XXIe siècle - New-York - Scène I
Ce fut l'appel de son nom qui le réveilla. Instantanément. Son nom ! Et il se retrouva, en pleine panique, dressé sur un lit, les yeux écarquillés et le dos couvert de sueur froide.
Merde ! SON NOM !
D'ailleurs, on le répéta, comme pour être sûr qu'il l'avait bien entendu.
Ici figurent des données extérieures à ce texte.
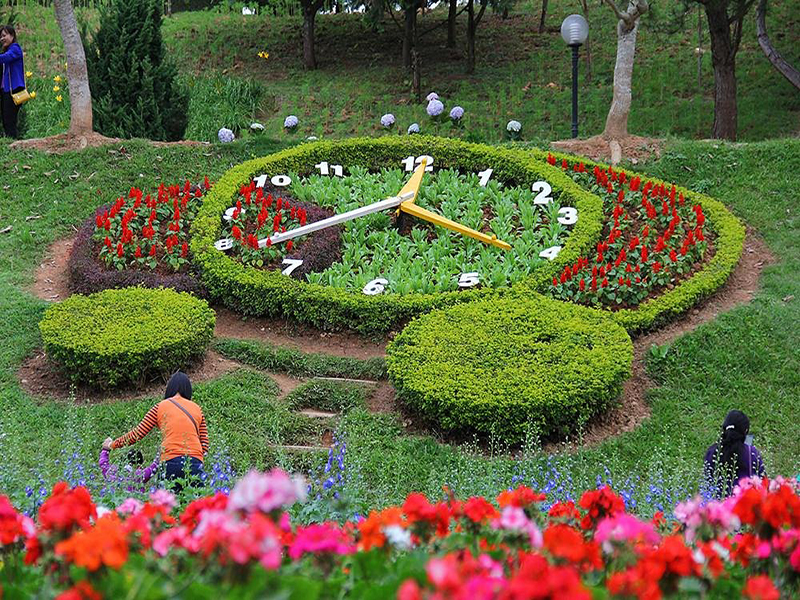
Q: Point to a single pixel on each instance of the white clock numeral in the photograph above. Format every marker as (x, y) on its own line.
(281, 180)
(544, 189)
(293, 264)
(550, 253)
(375, 287)
(223, 244)
(469, 279)
(410, 161)
(228, 216)
(325, 169)
(570, 215)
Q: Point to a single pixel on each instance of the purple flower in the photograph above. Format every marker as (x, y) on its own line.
(225, 135)
(456, 113)
(435, 108)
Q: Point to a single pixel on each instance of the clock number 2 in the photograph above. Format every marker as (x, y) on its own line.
(410, 161)
(544, 189)
(326, 169)
(375, 287)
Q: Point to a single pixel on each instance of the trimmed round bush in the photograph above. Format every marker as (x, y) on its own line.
(501, 367)
(127, 336)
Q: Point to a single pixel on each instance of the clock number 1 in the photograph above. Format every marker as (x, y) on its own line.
(410, 161)
(325, 169)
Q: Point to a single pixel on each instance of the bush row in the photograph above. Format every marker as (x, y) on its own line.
(502, 367)
(119, 337)
(268, 293)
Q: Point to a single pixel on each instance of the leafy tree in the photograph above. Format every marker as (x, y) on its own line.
(133, 83)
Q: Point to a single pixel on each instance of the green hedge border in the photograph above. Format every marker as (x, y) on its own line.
(669, 305)
(497, 367)
(268, 293)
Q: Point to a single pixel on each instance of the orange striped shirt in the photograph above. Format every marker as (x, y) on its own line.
(179, 436)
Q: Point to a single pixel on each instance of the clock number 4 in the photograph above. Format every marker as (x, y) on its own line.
(544, 189)
(277, 180)
(326, 169)
(410, 161)
(375, 287)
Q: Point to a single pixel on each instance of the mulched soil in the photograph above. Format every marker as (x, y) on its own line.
(39, 379)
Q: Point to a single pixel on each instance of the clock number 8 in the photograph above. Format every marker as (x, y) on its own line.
(410, 161)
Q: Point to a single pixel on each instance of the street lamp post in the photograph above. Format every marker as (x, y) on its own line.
(574, 30)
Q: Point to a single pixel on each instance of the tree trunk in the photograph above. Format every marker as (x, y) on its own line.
(775, 57)
(617, 119)
(309, 16)
(723, 58)
(80, 96)
(544, 15)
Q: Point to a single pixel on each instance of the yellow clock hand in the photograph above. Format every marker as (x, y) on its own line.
(412, 209)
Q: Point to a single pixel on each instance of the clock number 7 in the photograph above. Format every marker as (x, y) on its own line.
(410, 161)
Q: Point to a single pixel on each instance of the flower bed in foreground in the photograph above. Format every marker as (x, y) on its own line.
(245, 544)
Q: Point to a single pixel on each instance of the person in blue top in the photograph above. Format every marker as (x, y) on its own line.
(734, 457)
(13, 78)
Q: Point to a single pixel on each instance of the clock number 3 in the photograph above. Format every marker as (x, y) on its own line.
(375, 287)
(410, 161)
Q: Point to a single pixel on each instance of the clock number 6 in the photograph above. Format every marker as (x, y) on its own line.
(375, 287)
(410, 161)
(544, 189)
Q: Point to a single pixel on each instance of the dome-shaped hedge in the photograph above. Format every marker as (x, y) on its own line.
(495, 367)
(126, 336)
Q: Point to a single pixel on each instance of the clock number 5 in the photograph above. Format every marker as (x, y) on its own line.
(376, 286)
(410, 161)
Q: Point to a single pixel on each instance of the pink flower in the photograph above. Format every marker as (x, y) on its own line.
(266, 491)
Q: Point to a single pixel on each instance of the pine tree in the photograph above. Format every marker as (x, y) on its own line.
(134, 87)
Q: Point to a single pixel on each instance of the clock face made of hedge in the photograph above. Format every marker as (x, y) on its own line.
(411, 225)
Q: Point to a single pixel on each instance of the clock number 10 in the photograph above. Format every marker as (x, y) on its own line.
(410, 161)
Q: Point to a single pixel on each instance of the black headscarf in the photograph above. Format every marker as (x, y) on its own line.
(179, 384)
(734, 431)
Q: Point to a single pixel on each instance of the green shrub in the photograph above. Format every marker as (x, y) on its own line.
(126, 336)
(298, 363)
(134, 87)
(502, 366)
(268, 293)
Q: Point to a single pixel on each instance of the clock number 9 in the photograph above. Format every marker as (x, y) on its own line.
(410, 161)
(570, 215)
(375, 287)
(325, 169)
(277, 180)
(544, 189)
(469, 279)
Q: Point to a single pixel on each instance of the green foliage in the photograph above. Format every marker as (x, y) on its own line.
(504, 367)
(134, 87)
(299, 363)
(126, 336)
(268, 293)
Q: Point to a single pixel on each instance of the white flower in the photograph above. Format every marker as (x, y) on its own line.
(225, 135)
(398, 537)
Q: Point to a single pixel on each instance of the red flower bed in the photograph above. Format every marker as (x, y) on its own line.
(652, 239)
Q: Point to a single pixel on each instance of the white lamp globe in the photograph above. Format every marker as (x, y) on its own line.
(574, 30)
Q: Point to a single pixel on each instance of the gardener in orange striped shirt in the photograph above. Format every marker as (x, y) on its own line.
(183, 427)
« M. Valjean ! Il est huit heures ! »
Il respirait fort, haletant presque. Il devait se reprendre, se calmer. Trouver une faille, une possibilité de fuir.
D'ailleurs, où était-il ?
Il regardait partout, examinant les lieux et désespérant de ne pas les reconnaître. Une chambre. Simple. Des rideaux épais devant les fenêtres atténuaient la lumière.
Où était-il ?
Qui l'avait amené là ?
La police ?
Il n'était pas menotté ! Il n'était pas enchaîné !
Ce n'était pas la police.
Il respira plus lentement, restaurant son calme. Se reprenant peu à peu...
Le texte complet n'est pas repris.